In a recent decision by the court in Keaton v. Hannum (S.D. Ind. Apr. 29, 2013), the court determined that it was unreasonable for the defendant to refuse to produce Gmail emails in native format, because she had previously produced emails in what the court called "a 'native' file for Gmail emails."
The court's use of quotation marks around the word "native," in this context, indicates that they refer to a file that is produced in its original format and usually retains all related metadata (data about data, including when it was created, by whom, how, and so forth). Thus, a "native" spreadsheet produced in Microsoft Excel would be produced in the .xls or. xlsx format, not as a TIFF or PDF file. A TIFF is essentially a screen shot of the image of the file, as it would appear on a computer monitor -- akin to scanning an old hard-copy photograph, eliminating any notes or details written on the back of the original photo. When you look at the electronic copy of the photo, you only have the image, without anything to remind you who the people are in the picture or where and when it was taken other than the date and time on which the image was scanned into the computer. A PDF file is an evolved version of the TIFF file format. While both TIFF and PDF allow viewers to search the files for keywords, this requires an additional step of running the file through an optical character recognition ("OCR") program. Further, TIFF and PDF files strip out the underlying metadata, information that oftentimes is critical to the requesting party. For example, when viewing a Word document on your computer, you can determine what user created the document, when it was created, when it was last edited, and sometimes how it was edited. Just like the scanned photograph, a PDF of the same document will give you no such information.
In a case reliant on the evidence uncovered in email, it is not only important to know what was said between parties, but when they said it, and from what devices it was sent.
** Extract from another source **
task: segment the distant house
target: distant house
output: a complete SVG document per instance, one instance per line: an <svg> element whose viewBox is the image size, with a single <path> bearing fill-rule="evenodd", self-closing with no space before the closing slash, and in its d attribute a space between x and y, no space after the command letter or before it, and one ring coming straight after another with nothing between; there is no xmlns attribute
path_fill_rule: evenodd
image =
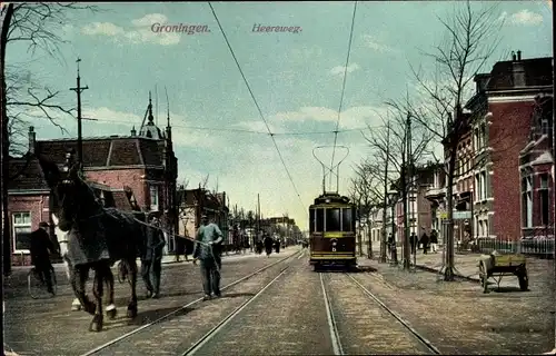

Metadata paints a clearer picture of the situation and often aids a party in arguing the basis of a client's motivations. In an investigation for money laundering, the prosecution would need to develop a clear timeline of events, which is only possible with email headers and metadata giving information as to who sent what data or information to what recipient, and in which order.
While it is certainly possible to go on at great length about the meaning of a word such as "native" and its many possibilities within the legal profession, in this case, it is somewhat unimportant. The greater understanding to arise from this case is that courts have a duty to balance interests of cost, time, and fairness. It is crucially important for investigators to see the whole picture, metadata and all, but it is also crucial that they fully understand the cost ramifications of searches for files and the implications of requesting a certain type of file. With each new technology or software application that becomes evidence, the court must determine the best solution to balance these three interests.
In this case, the court desired a particular end result (production of defendant's Gmail emails with basic metadata in place) and determined an acceptable format for the production of that data (download the messages to Outlook), as the defendant had previously produced Gmail emails in a PST file (a term used to refer to "Personal Storage Table" files, generally emails), and the court found this was a reasonable method for producing further emails.
The court could have taken many directions with that case. The simplest solution, which is the one the court chose, was to repeat prior actions that satisfied the necessary production requests. The court could also have required the defendant to purchase software to extract the relevant emails. But the installation and operation of this software could have required the defense to hire an outside expert or vendor who specializes in email extraction. Further, the court could have allowed the defendant to produce the emails in another format, such as PDF or TIFF, or even as hard copies. This may have been an acceptable format if the printouts included the mail headers, but it is easier to alter data in that format.
New technology requires flexibility. The court and parties must determine what information they are seeking: is metadata necessary? Parties must be able to document the production process so that a third party would be able to replicate it if authenticity comes into question. In this case, the court understood that there are ways to achieve an end result supplying the necessary information to the requesting parties without proving unduly burdensome on the producing party. In this case, uploading the files to Outlook was functionally the same as production through a professional vendor, and was clearly practical for the producing party.
As new technologies and new software continue to emerge on the market, there will be hurdles to creating exact replications of the necessary underlying data for production in court. Creating tools to extract unique file types and tools to view those files in a readable format will become the weapons in the e-discovery vendor's arsenal. Whether Instagram, YouTube, Twitter, or another new and popular web-application, sooner or later information on those services will make a court appearance, and making the evidence digestible to the audience is of critical importance.
Already, courts have ordered production of pages and accounts from Facebook and MySpace social networking sites. In Romano v. Steelcase Inc., 907 N.Y.S.2d 650 (2010), the defendant requested production of the plaintiff's Facebook and MySpace accounts and the court ordered that they be produced. The Romano plaintiff claimed that her injuries had prohibited her from enjoying certain activities, but the defendant contended that the plaintiff had posted pictures on social networking sites of herself enjoying these activities after the alleged injury. While the court did not discuss the format for production, the issues here parallel the issues of email production; it is not just what was said or done that matters (the email or the photo themselves), but also the metadata (when was the information in question originally posted).
Just as it has been an uphill battle to explain physical forensic information to judges and juries, it will not be an easy task to effectively produce evidence in a trial if it is not visually digestible to a fact finder. Counsel and the court will have to determine what reproduction methodology is acceptable for these new technologies that balances completeness of information, cost, and fairness.